Estimating the theoretical error rate for prediction
Herman Chernoff, Shaw-Hwa Lo, Tian Zheng, Adeline Lo

TL;DR
This paper introduces a theoretical framework for estimating the error rate in prediction tasks, emphasizing the importance of variable interactions and proposing bias corrections to improve predictivity estimates, especially in high-dimensional data like GWAS.
Contribution
It defines theoretical predictivity, relates it to a new statistic I for variable selection, and develops bias correction methods to enhance prediction accuracy in large variable datasets.
Findings
Statistic I correlates better with predictivity than significance levels.
Bias corrections improve estimates of potential predictivity.
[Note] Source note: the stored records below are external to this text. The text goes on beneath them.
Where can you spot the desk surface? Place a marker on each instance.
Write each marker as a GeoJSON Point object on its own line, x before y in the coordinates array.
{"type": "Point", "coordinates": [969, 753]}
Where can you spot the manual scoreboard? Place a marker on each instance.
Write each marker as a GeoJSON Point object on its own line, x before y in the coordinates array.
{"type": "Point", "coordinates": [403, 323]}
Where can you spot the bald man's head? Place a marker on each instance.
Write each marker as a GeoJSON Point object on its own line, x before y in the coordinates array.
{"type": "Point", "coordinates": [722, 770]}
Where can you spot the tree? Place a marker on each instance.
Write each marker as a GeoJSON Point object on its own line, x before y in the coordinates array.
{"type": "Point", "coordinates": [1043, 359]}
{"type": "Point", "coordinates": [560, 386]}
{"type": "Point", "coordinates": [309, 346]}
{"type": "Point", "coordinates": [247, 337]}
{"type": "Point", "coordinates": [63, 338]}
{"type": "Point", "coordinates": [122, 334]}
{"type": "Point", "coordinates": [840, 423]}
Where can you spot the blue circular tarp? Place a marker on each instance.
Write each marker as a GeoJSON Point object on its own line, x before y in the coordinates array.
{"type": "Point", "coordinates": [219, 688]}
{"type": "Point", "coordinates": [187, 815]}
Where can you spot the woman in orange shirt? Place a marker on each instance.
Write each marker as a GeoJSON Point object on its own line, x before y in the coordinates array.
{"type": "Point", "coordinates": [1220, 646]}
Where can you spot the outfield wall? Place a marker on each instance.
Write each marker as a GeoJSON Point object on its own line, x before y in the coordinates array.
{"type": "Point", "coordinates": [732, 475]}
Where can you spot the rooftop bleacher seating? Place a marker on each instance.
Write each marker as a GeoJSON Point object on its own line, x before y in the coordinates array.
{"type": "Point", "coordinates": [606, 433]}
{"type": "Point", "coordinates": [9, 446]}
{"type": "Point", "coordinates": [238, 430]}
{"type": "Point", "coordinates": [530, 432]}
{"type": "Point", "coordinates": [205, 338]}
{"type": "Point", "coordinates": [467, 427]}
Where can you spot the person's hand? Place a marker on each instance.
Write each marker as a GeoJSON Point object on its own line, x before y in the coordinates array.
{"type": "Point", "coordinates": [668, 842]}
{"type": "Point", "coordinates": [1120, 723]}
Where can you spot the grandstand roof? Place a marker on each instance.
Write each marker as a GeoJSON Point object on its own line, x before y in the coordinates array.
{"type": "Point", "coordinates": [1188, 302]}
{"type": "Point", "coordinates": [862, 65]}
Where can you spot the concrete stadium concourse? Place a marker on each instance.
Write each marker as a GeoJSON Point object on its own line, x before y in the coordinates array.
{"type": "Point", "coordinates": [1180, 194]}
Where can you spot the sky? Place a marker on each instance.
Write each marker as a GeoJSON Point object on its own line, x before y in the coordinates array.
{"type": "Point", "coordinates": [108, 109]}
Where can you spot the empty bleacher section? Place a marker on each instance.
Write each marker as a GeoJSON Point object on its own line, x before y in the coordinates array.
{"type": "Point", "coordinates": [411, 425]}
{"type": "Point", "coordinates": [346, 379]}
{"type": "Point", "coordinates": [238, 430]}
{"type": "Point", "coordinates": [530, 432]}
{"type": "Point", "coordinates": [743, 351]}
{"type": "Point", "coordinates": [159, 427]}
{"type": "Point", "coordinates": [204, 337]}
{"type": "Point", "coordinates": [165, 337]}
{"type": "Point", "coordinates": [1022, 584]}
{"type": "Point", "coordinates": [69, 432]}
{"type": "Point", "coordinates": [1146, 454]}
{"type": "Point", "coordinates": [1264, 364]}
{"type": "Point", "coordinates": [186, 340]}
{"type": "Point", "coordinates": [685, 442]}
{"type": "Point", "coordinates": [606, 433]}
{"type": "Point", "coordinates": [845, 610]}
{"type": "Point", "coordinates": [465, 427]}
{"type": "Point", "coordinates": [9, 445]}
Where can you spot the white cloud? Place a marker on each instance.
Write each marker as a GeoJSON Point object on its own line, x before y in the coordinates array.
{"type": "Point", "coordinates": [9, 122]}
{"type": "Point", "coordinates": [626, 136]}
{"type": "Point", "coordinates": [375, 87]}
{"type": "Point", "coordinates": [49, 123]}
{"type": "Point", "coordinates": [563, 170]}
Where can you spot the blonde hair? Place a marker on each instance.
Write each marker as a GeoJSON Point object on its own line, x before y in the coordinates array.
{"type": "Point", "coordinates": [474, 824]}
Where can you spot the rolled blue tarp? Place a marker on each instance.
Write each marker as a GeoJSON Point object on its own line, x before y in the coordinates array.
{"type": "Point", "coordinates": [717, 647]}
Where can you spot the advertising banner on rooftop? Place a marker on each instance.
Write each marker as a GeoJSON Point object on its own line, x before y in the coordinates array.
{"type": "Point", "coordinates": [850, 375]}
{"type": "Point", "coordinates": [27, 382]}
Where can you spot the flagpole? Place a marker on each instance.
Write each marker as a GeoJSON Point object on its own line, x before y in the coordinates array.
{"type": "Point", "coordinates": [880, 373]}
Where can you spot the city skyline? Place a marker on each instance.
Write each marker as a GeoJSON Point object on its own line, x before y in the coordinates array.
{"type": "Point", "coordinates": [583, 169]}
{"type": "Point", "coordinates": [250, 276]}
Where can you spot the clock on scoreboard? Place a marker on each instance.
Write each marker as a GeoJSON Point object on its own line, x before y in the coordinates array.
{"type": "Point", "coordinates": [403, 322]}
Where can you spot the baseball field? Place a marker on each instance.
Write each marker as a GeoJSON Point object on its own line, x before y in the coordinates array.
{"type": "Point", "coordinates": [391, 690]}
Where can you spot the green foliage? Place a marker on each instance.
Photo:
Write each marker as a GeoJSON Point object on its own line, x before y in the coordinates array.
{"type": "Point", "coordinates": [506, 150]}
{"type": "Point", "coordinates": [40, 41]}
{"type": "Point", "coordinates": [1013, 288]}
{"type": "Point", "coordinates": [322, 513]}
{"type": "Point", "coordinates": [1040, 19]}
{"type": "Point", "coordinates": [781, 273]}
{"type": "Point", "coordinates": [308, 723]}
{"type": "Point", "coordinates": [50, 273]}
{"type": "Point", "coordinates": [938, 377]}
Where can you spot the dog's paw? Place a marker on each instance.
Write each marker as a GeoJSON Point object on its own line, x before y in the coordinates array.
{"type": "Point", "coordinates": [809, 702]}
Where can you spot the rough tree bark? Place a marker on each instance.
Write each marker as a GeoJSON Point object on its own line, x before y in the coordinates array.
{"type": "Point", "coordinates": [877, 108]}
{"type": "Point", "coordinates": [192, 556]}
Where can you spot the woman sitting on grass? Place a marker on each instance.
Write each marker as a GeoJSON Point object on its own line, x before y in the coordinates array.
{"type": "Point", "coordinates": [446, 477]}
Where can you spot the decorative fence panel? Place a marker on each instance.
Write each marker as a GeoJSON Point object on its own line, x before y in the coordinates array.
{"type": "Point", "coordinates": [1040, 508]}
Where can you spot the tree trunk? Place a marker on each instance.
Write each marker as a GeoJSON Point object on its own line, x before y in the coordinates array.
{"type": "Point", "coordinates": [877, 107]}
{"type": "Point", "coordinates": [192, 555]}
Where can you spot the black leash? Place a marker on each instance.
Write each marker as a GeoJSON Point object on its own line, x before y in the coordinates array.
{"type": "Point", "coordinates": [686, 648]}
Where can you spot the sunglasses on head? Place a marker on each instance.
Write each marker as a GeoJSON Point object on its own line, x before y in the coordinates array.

Application to GWAS data reduced error rate from 30% to 8%.
Abstract
Prediction for very large data sets is typically carried out in two stages, variable selection and pattern recognition. Ordinarily variable selection involves seeing how well individual explanatory variables are correlated with the dependent variable. This practice neglects the possible interactions among the variables. Simulations have shown that a statistic I, that we used for variable selection is much better correlated with predictivity than significance levels. We explain this by defining theoretical predictivity and show how I is related to predictivity. We calculate the biases of the overoptimistic training estimate of predictivity and of the pessimistic out of sample estimate. Corrections for the bias lead to improved estimates of the potential predictivity using small groups of possibly interacting variables. These results support the use of I in the variable selection phase of…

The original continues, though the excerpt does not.